We validated the Quick-FLIC in a heterogeneous sample of cancer patients because this and the other instruments involved are developed for application to all cancer patients rather than some clinical or demographic subgroups. Our choice of sample matched the intended usage of the instrument. Performance status is a very powerful determinant of HRQoL in cancer patients; other disease- or treatment-related factors tend to have limited effect (e.g. Aaronson et al, 1993). Our sample covered patients with a wide range of ECOG performance status, although numbers with ECOG score 4 was small. The results should be very generalisable except for very ill patients, who typically are excluded in the assessment of self-reported outcomes.

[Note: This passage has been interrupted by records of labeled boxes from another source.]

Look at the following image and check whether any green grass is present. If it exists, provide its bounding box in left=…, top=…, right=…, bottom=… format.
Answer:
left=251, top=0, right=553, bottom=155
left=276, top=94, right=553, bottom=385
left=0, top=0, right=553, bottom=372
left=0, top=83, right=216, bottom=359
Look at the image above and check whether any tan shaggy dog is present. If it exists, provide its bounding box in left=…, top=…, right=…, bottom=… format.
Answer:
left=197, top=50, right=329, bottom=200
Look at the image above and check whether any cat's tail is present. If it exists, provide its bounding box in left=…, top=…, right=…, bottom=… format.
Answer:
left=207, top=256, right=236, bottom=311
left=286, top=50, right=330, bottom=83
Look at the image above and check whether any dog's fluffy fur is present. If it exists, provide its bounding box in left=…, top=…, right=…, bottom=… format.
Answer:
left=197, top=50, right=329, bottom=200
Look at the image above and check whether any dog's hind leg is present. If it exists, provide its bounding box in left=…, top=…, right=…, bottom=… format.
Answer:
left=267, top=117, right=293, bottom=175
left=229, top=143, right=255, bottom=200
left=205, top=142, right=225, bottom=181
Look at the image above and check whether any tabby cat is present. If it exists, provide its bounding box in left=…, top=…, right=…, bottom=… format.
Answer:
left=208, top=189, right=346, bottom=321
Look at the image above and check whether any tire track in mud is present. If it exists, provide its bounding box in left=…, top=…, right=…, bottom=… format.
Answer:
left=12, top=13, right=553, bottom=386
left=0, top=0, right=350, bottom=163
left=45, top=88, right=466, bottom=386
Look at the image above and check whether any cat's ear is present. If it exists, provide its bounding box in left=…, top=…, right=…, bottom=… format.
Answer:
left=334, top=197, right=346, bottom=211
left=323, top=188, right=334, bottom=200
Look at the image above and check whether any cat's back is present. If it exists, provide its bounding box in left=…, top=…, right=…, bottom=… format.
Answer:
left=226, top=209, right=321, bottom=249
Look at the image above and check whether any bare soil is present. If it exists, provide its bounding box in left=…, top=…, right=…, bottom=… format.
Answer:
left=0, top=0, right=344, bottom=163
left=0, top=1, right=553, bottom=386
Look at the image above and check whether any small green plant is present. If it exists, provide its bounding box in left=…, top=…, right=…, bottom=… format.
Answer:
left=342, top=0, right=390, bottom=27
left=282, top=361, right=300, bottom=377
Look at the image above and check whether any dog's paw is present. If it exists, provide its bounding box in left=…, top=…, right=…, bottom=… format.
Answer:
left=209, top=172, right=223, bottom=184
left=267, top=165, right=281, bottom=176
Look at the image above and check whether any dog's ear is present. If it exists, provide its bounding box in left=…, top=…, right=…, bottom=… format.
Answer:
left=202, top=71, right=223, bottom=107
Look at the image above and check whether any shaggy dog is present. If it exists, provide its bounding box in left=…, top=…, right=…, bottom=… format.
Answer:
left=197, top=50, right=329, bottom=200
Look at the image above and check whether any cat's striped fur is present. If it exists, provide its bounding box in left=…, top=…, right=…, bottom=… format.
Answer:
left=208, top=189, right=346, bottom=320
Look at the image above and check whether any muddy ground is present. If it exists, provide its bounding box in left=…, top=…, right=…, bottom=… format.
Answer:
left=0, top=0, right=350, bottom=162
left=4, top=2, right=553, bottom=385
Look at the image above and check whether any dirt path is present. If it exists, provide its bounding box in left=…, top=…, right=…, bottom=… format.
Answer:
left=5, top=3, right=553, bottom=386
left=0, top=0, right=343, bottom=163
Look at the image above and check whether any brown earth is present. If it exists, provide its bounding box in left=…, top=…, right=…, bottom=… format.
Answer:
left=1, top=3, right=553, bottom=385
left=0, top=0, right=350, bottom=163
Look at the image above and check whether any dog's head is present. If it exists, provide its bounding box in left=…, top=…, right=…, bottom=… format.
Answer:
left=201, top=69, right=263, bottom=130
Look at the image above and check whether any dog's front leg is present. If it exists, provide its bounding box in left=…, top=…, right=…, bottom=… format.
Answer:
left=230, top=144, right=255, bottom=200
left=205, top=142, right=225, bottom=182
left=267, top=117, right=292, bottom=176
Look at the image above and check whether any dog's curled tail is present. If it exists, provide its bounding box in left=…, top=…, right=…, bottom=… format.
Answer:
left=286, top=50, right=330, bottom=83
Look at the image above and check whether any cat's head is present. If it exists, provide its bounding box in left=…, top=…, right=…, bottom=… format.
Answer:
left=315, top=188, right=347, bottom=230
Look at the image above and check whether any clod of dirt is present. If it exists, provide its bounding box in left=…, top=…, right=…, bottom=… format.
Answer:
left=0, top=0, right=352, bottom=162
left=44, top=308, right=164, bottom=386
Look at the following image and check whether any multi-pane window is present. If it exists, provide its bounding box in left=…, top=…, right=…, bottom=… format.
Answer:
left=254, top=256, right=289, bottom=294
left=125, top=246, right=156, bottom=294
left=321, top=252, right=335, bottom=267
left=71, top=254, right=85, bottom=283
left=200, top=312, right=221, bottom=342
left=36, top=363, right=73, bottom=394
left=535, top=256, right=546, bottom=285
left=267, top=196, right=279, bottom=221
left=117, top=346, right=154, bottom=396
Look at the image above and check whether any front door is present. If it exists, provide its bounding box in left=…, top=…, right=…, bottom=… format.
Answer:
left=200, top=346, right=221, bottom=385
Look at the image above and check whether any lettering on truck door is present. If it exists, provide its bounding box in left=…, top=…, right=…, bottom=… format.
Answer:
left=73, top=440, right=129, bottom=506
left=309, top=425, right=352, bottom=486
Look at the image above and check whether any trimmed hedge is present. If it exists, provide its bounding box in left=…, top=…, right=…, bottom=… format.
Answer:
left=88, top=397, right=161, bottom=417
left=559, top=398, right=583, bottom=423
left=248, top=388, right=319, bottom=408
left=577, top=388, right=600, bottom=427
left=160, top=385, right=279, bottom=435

The English Quick-FLIC can be used to assess the quality of life of English-speaking cancer patients. As English and Chinese are two of the most widely used languages in the world (Graddol, 2004), the availability of both English and Chinese versions of the Quick-FLIC will expand its potential, especially for research in multiethnic societies and in multicentre studies.

Despite many advances in quality of life research in the last two decades, some practical problems remain unsolved (Sprangers, 2002; Johnson et al, 2003). Some of the major issues include item nonresponse and missing data during follow-up. There is not a well-established approach to deal with these problems, but it has been suggested that the use of short instead of lengthy questionnaires may improve the situation (Bernhard et al, 1998; Axelsson and Sjoden, 1999; Higginson and Carr, 2001). In a randomised experiment comparing two quality of life questionnaires in a postal survey of stroke patients, patients allocated to the short instrument were significantly more likely to respond and to provide complete data (Dorman et al, 1997). In a systematic review of 38 randomised controlled trials, it was found that the use of longer questionnaires was associated with a lower response rate to follow-up by mails (Edwards et al, 2004). Our study has demonstrated that it is possible to abridge a quality of life instrument considerably without affecting its measurement properties. Although further research is required to assess whether the use of this instrument can deliver the speculated advantages, the benefit of placing less burden on the part of patients is itself inherently important.